The entire film, from start to finish, takes place on a computer screen. It may be hard to imagine, but the camera takes the viewer in and out of open windows, mostly camera feeds, using the desktop as a way of telling the story. I asked Wood if this made the viewer experience more compelling, and he replied, "Making a movie that is from this perspective, to which we can all relate, can potentially create a more immersive experience. But I think what I found fascinating about it was just simply the challenge of taking something that is only on a computer screen and being able to work beyond it, to where the story comes into reality. I think that the greatest achievement of the movie is that when you watch it, you actually forget that it's on a computer screen. The danger, obviously, is if you watch the film and you kind of never forget the fact that it's on a computer screen. That means that's what's drawing your attention, rather than the story itself. I think, as does Nacho, the challenge is how to move beyond a computer."
3. The alternative filming style came with its own set of challenges.
Given the intriguing stylistic choice to present the entire film on a computer screen, there were certainly a few roadblocks along the way. Wood explained: "In the movie, the database and even the OS, the operating system on this particular laptop, were completely created from scratch, and that was hugely complicated. One of the things that was really interesting too — and I didn't even realize this until they were in post production — you know, obviously, the movie doesn't incorporate traditional edits. The roaming, independent cameras that moved to different parts of the screen, they show you want they want you to see. There's not a single cut in the film. When Nacho would want to make changes, because it was all created to look like a computer, they would have to rerender the entire sequence! Editing choices were really complicated."
4. You'll never look at technology the same way again.

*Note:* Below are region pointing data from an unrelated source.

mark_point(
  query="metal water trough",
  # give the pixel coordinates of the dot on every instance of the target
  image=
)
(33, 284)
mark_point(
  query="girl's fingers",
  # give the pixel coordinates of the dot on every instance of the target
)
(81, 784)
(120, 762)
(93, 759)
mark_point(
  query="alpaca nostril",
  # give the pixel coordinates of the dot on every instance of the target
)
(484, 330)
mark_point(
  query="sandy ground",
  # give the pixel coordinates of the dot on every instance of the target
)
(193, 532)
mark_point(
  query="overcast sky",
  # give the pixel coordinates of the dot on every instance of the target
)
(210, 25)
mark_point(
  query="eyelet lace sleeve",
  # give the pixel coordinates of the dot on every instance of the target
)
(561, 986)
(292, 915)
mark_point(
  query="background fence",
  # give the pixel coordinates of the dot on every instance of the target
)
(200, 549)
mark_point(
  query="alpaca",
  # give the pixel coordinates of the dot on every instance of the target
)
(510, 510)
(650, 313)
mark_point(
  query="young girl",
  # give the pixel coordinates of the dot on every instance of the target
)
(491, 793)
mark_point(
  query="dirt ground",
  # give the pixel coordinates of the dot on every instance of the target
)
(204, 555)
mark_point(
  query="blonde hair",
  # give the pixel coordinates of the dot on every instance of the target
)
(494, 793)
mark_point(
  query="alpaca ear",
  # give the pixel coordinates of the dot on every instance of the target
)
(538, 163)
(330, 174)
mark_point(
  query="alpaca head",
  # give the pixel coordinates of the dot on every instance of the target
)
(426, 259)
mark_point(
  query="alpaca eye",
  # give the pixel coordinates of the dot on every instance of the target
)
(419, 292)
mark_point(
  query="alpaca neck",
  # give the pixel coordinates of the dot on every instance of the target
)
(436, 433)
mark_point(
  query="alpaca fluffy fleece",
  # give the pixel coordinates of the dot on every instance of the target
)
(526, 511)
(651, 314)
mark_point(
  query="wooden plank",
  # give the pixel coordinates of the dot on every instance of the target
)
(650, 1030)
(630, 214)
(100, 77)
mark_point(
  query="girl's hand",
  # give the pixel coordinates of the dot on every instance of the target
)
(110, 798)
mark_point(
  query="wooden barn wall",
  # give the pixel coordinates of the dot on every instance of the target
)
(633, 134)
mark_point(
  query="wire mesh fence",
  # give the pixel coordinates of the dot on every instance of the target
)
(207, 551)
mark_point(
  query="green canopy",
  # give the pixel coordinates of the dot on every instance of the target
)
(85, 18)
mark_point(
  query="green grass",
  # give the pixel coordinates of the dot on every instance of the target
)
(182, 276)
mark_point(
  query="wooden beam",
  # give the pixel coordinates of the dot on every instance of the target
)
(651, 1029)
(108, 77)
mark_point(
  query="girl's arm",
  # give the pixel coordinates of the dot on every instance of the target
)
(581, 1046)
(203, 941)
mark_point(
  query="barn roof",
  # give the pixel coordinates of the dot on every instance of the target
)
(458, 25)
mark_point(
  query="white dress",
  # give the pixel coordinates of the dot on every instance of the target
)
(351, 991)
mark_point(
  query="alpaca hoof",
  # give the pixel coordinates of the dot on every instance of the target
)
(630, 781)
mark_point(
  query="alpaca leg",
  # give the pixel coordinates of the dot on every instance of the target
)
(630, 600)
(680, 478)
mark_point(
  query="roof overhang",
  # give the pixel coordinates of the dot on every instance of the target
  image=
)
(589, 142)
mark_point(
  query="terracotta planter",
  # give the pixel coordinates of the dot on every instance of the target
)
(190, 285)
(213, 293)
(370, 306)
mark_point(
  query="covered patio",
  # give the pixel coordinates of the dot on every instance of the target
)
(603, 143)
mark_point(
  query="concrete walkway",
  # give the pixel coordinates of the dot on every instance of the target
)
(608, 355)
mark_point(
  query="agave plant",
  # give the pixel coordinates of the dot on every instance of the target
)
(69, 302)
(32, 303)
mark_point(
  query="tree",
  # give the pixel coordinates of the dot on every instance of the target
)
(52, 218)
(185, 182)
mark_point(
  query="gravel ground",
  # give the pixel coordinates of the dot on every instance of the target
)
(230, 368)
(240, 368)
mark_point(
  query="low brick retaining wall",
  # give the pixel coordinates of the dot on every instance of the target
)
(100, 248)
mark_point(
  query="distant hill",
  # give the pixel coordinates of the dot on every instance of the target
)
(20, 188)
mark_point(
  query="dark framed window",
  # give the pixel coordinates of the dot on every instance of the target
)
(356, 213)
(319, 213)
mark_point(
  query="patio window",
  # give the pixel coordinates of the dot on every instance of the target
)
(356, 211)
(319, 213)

I asked Elijah to comment further about this sort of dark side we have when it comes to Internet behavior, and he said, "You know, there's a moment in the movie that I think all of us could relate to where Chord [one of the characters in the film] messages me a link and says 'open this link.' He clicks the link and realizes that he suddenly has access to this actress's cell phone account. He can spy on her. He's done something that, in the light, if he were faced with the same thing, it's something he wouldn't do. I think that's the interesting thing about the Internet; it's always that element of that most of our identities are anonymous, and therefore if we're anonymous, we're more apt to do things that we would normally not do in life, and there's this sort of weird, gray morality which unfortunately manifests in ways that actually, genuinely affect people in real-life realms."
5. The film shows a darker side of celebrity culture, too.
Open Windows shines a light on a frightening aspect of celebrity enthusiasts and how far fans are sometimes willing to take their obsessions. I wondered if Wood might have had similar struggles, and when I asked if he related to Jill, he said, "Not entirely. None of us have full control over our anonymity in regards to being online because of how much we share and how much we're connected to social media. Being someone who works in film, you're in the public eye a little more, so I'm certainly used to that. But not to this level, I mean I couldn't relate so much to that. I don't feel like I've ever had to deal with that level of attention. As someone who is in the public eye to a certain degree, the world has changed where everyone has a camera now, and everyone has the ability to share anything in the online space. I came from a world where we didn't have that and now we do, and you just sort of start to accept that as the reality of the world that we live in now."